Which version of FreeBSD and SSH are you using?

Also; how exactly did you install SSH (if you did that is)?


----------



## aadryaan94 (Jun 29, 2013)

I have FreeBSD 9.1, and I don't install SSH.


----------



## wblock@ (Jun 29, 2013)

There just is not enough information to tell what is going on.  Why is sshd(8) core dumping?  Why can't it write a core file?  Is it booting in single user mode?


----------



## aadryaan94 (Jun 29, 2013)

This is a virtual machine. I don't know why sshd is dumping core.


----------



## ShelLuser (Jun 29, 2013)

You really need to elaborate a _lot_ more than that. You're using a virtual machine; which software are you using? When FreeBSD has started and you log on, do you see any other weird messages in the logfiles besides this one?

Alas, after you logged on to the system try these commands and share the full output they give you:

`$ mount | grep "\ /\ "`
This may help us determine if your root directory hasn't been set read only.

`# sshd -T`
This will give you an entire list and possibly also some error messages. Put it all in here (remember the 'code' tags so that it becomes easier to read for us) and it might help us recognize something.

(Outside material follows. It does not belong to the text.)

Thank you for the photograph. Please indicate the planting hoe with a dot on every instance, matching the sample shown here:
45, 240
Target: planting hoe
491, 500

But apart from that there's not much to say about this yet.


----------



## igorino (Jul 6, 2013)

Looks like some file/installation corruption for me, what about boot single user, mount / readonly and then fsck on it? `# fsck -y /`


----------



## throAU (Jul 9, 2013)

igorino said:
			
		

> Looks like some file/installation corruption for me, what about boot single user, mount / readonly and then fsck on it? `# fsck -y /`



If it is a virtual machine and you are experiencing corruption, I'd take the first step of verifying that the hardware is OK from your *host* OS.


----------